Microsoft Fabric – Notebook session usage explained (And how to save CU’s or billed time)
I was working on a blog post to determine which consumed fewer Fabric Capacity Units (CU’s), and when I was initially testing this was getting some unexpected results.
In a future blog post I will compare a Dataflow Gen2 or Notebook and which one consumes less CU’s
In this blog post I’m going to explain the. Lessons are learned when we’re working with fabric notebook sessions.
I’m going to show you and explain how I initially configured and used the notebooks, which was consuming a lot more CU’s than what I expected.
And then how I updated my notebook session to use significantly less CU’s.
A special mention and a big thanks to the Microsoft Fabric team for assisting me in firstly understanding how notebook sessions consume CU’s, as well as then explaining how to significantly reduce the amount of CU’s consumed.
Thanks to Mim for advice on how to run a notebook which will automatically stop the notebook session once it has finished running.
To do this what I had to do was to create a new data pipeline.
As you can see below all that I had to do was to put in the notebook activity and then select my notebook I had created.
I then clicked on Schedule and created the schedule when I want it to run.
Once it ran, I then validated the details in the Fabric Metrics App, and I can see it only consumed CU(s) for the time it took the notebook to run as shown below.
In this blog post I have Demonstrated a way to save significant costs when using a fabric notebook.
To do this, I used a data pipeline to run the notebook for me, which automatically starts and then stops the notebook session.
I hope that you found this blog post useful.
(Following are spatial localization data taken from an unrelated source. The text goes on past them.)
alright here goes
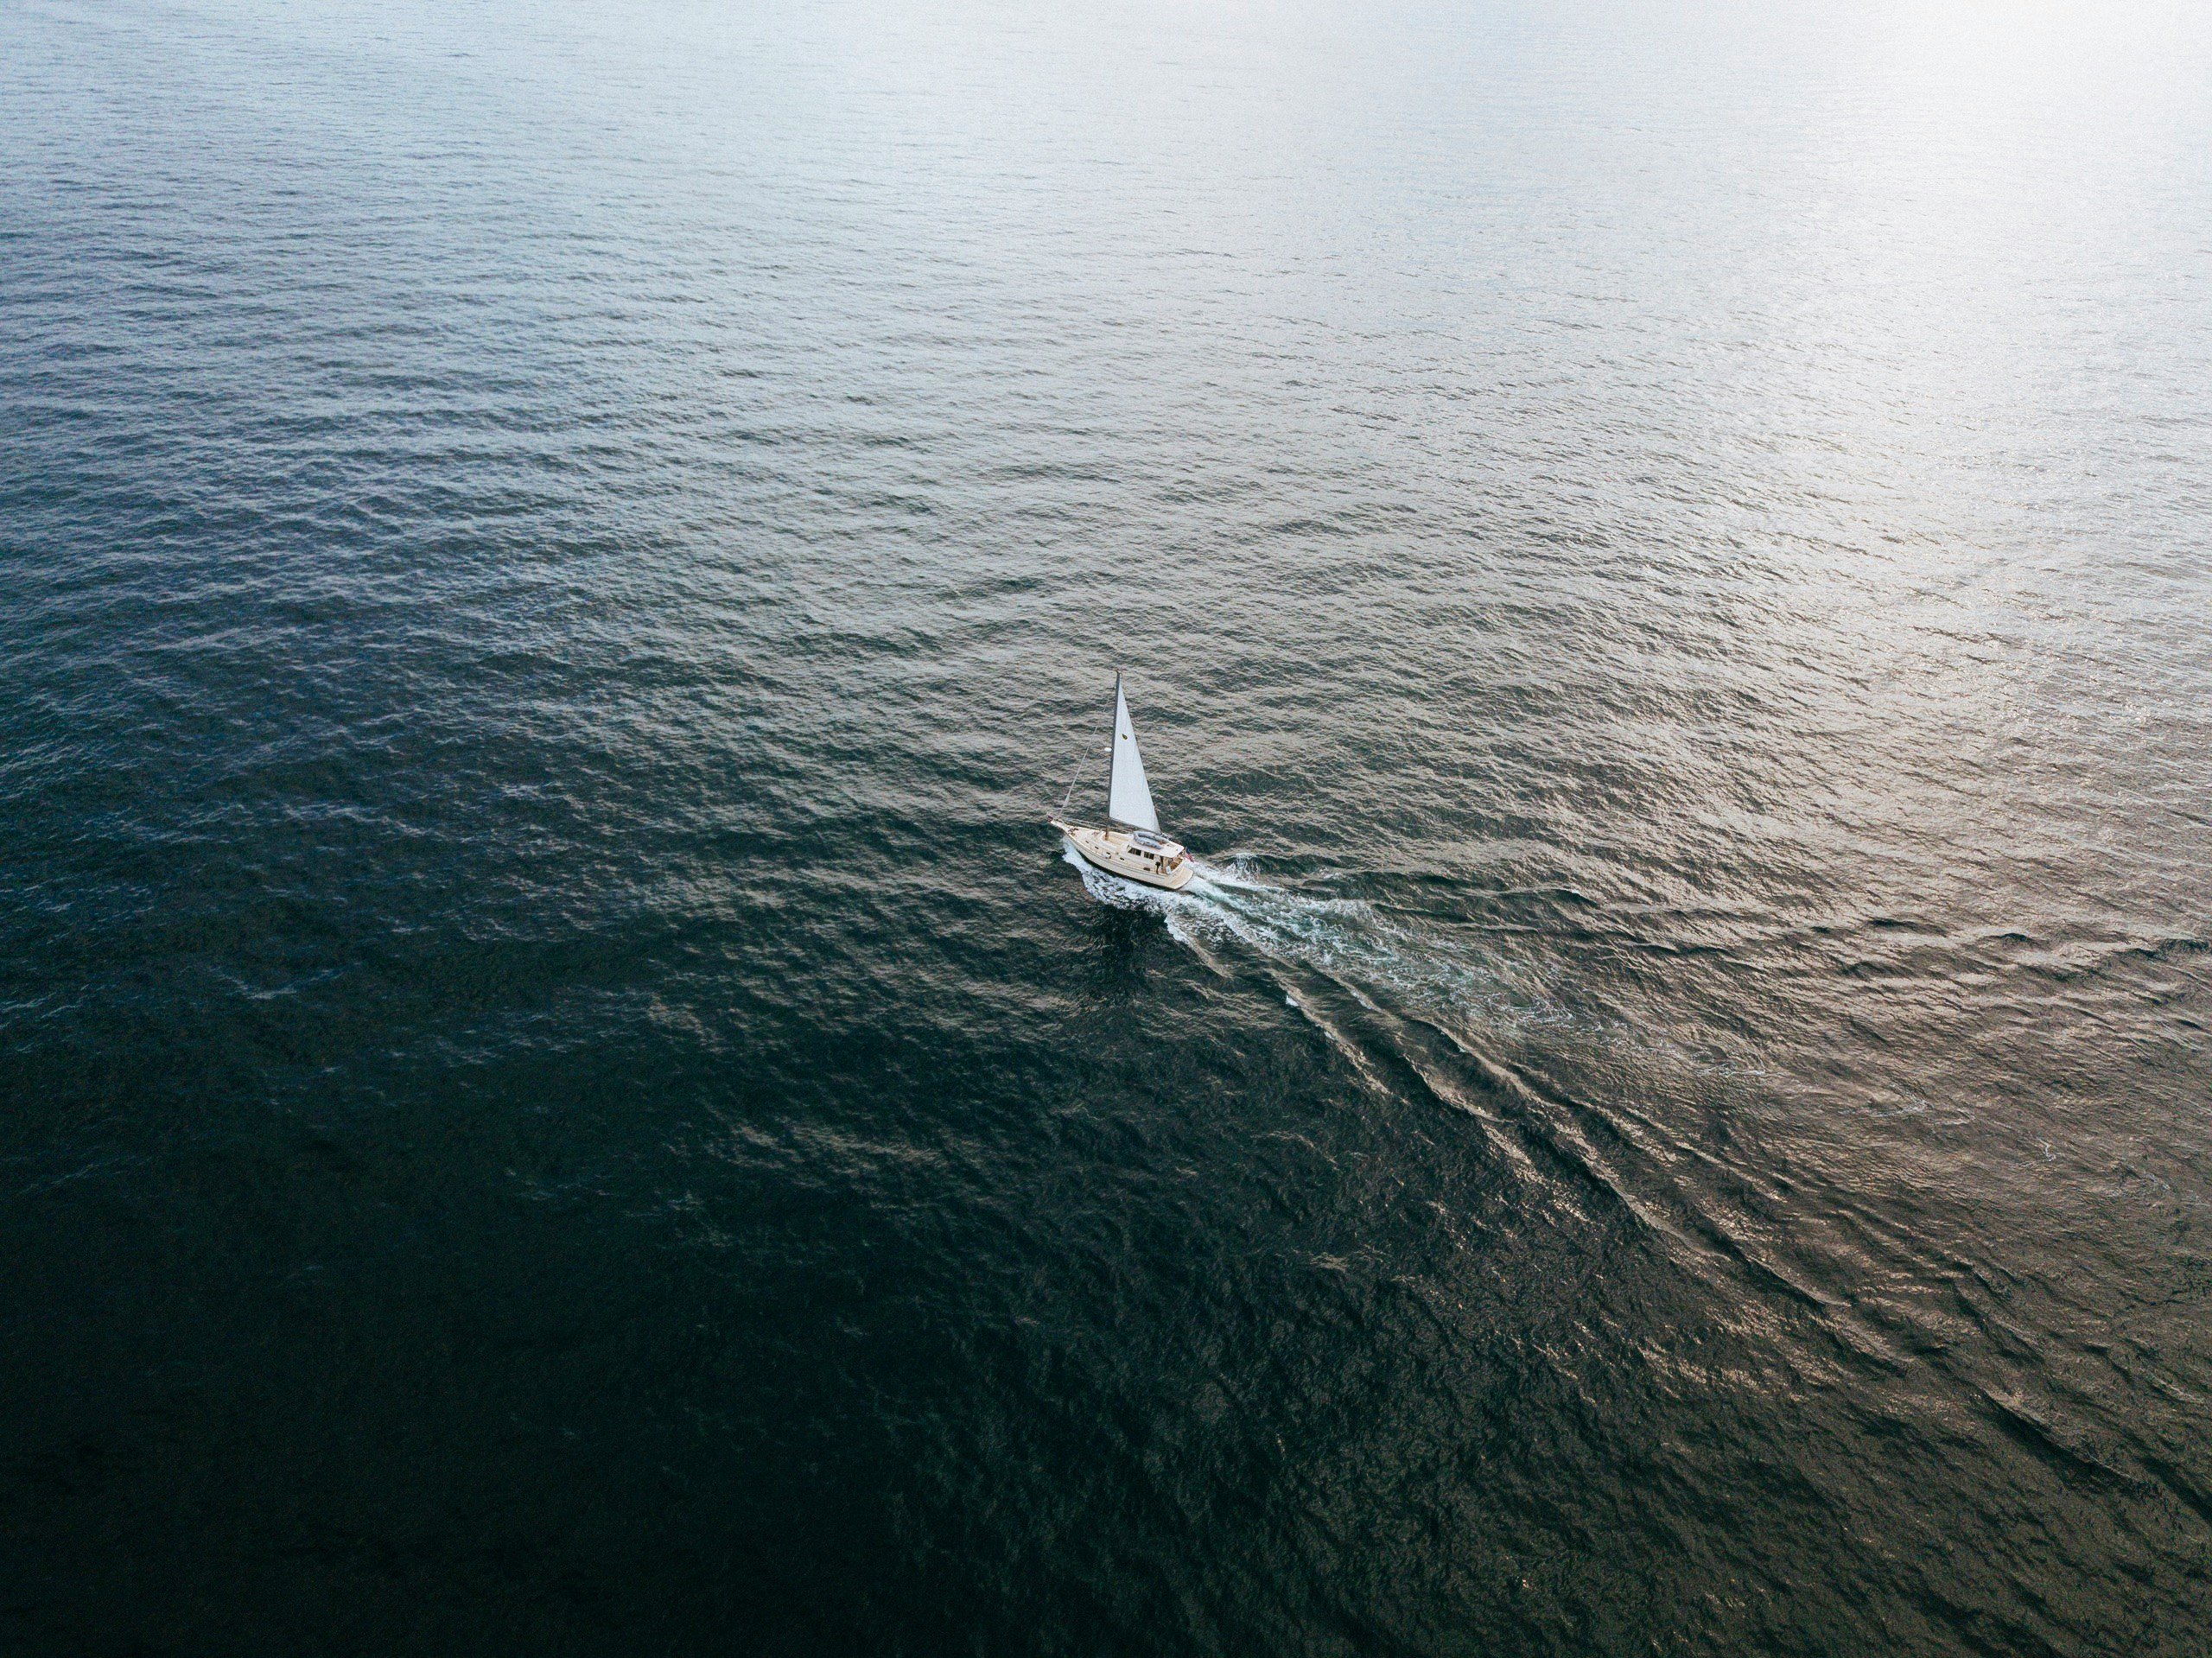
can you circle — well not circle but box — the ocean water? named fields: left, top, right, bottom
left=4, top=0, right=2210, bottom=1651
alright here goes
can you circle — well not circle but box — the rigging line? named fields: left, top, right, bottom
left=1055, top=735, right=1112, bottom=815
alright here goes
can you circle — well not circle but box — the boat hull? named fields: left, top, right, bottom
left=1052, top=820, right=1196, bottom=892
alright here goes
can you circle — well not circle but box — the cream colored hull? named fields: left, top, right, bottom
left=1052, top=820, right=1195, bottom=891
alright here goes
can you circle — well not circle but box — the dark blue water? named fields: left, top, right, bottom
left=5, top=1, right=2210, bottom=1651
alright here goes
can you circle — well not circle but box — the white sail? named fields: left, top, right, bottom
left=1106, top=675, right=1160, bottom=831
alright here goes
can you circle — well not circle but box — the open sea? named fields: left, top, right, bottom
left=4, top=1, right=2210, bottom=1652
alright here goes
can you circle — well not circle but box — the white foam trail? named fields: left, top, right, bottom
left=1058, top=845, right=1891, bottom=1346
left=1058, top=840, right=1549, bottom=1038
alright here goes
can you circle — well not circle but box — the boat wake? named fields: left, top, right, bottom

If you hve any questions or comments, please leave them in the section below, and here is to an awesome 2024.
PREVIOUS UNDERSTANDING BELOW
Running a notebook with default settings
What I mean when I say running a notebook as is, is that I was running a notebook with all the default settings.
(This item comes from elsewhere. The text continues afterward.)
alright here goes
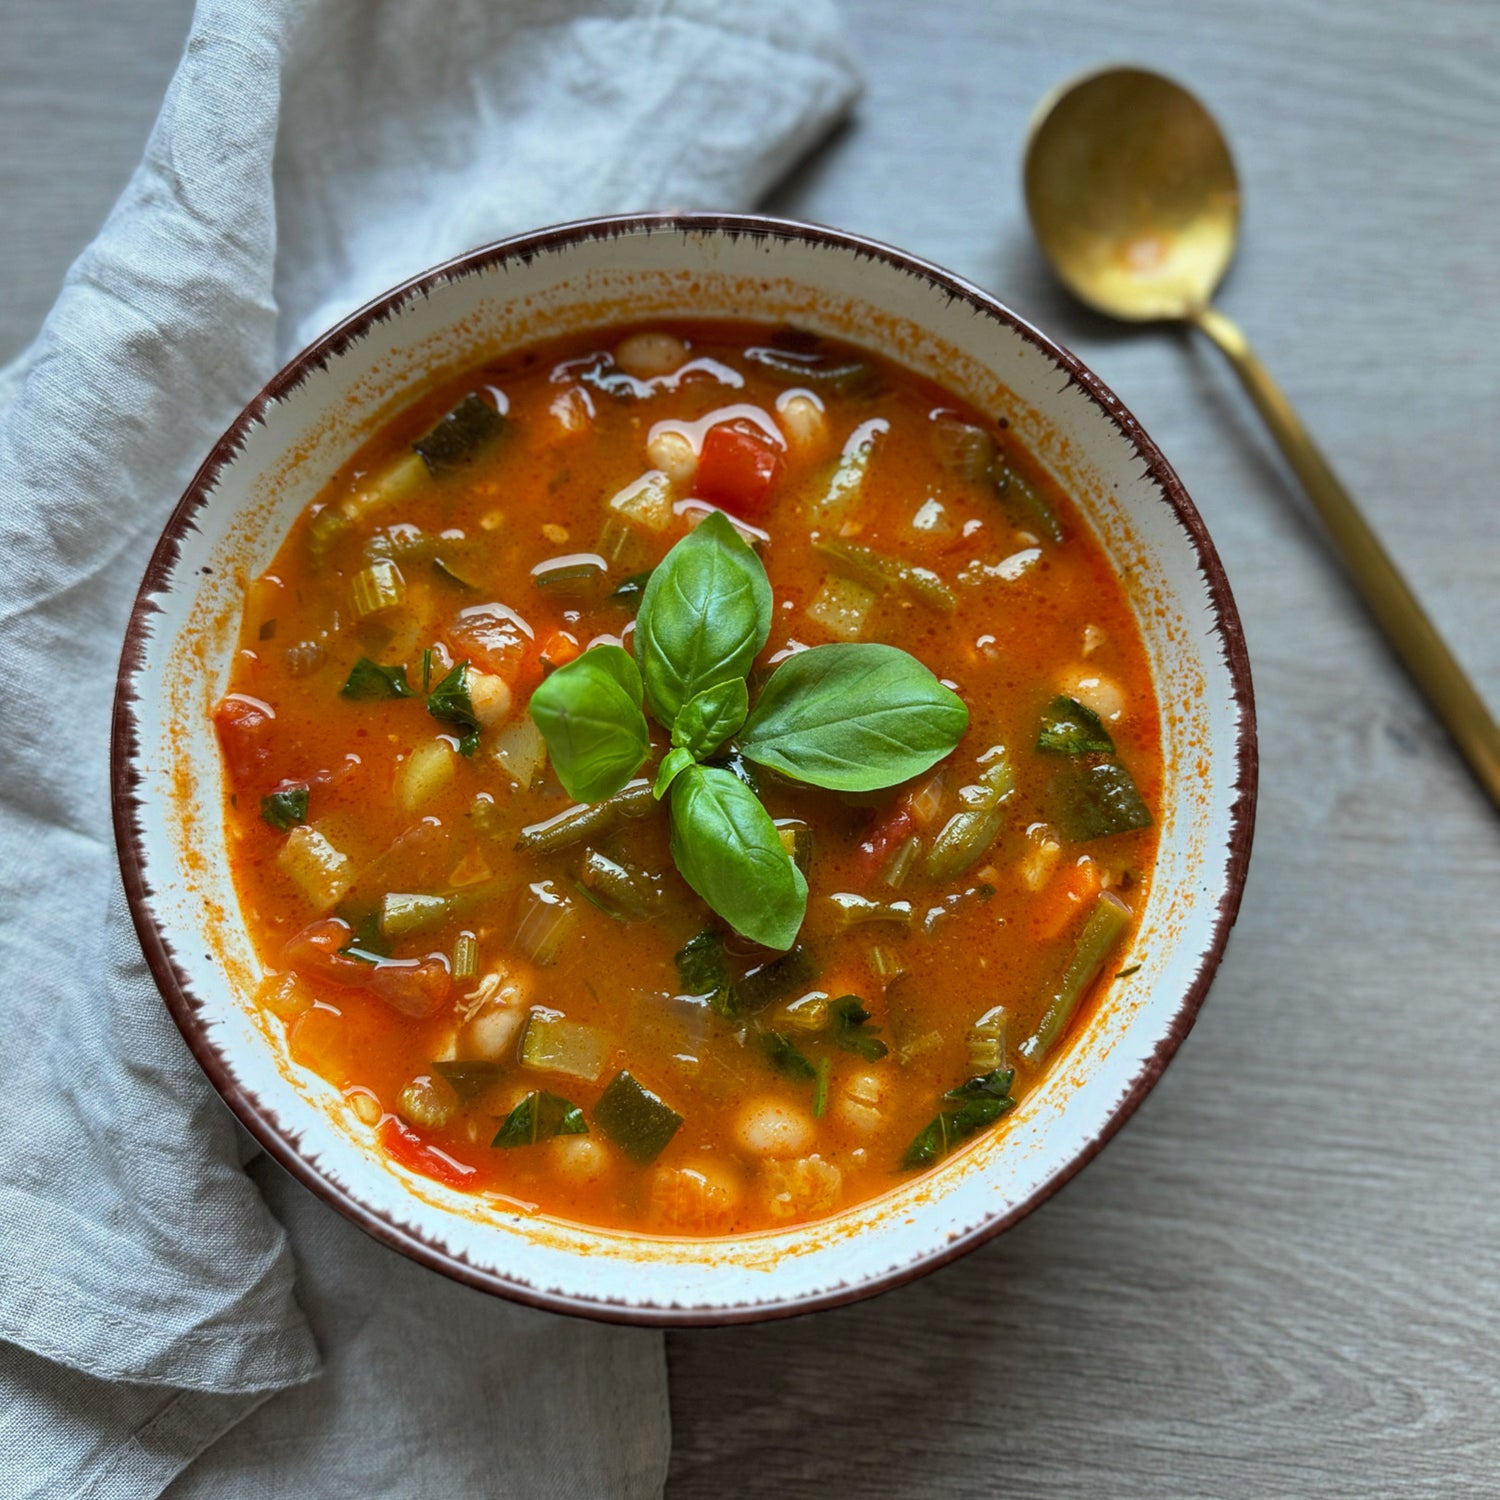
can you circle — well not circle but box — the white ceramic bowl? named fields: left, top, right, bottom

When I was running the notebook, all that I was doing was opening the notebook and clicking run all on my code.
My assumption when doing this was that the notebook would run the code, and then once it was finished executing, it would say it completed successfully and it would then stop.
What are then did was I went into the fabric metric app to have a look to see how many capacity units my notebook had consumed and as you can see below, it was. Consuming a lot more capacity units than what I had expected to.
As you can see above this consumed 1320 seconds. Well, when I look at the notebook execution including the starting up of the spark session and the running of the code, it took less than three minutes as shown below.
This had me rather confused, because when I was looking Fabric metrics app it was not aligning with the notebook.
When I looked at the duration for the Dataflow Gen 2 this aligned in both the data flow refresh history as well as the fabric metrics app. So, this got me thinking that I must be doing something wrong in the notebook.
As shown below I am showing the refresh history in the Dataflow Gen2 and Fabric metrics app.
Dataflow Gen2 refresh history.
Changes that I made to the notebook to save on CU’s.
After getting more details from the Microsoft Fabric team I made some changes to my notebook which allowed me to save a significant amount of CU’s consumption.
What I learnt was that when I start running a notebook by clicking on the “Run All” button it starts the Spark session.
Once the Spark session starts, I can see this in the notifications window (I am running an F2 Fabric Capacity and this is why it takes a while to start and this will be fixed in the future to start quicker )
Now what I assumed happened is when the notebook completed successfully it meant that the spark session also stopped.
THIS IS NOT THE CASE.
As explained in the link below, what happens is that unless I click on the “Stop Session” button as shown below, the Spark session is still running and will run for 20 minutes before it automatically is stopped.
When I was running my notebook with the default settings, I WAS NOT stopping the session that is why it had a duration of 1320 seconds.
As shown below what I then did was to run my notebook and as soon as it was completed, I then clicked on “Stop Session”
It now ONLY consumed 67 seconds. This is 95% less CU’s consumed!
At the time of writing this blog post in Jan 2024 there is no way to programmatically stop the Spark session within the notebook. I did try a few things but none of them worked.
I am certain that in the future this will be possible.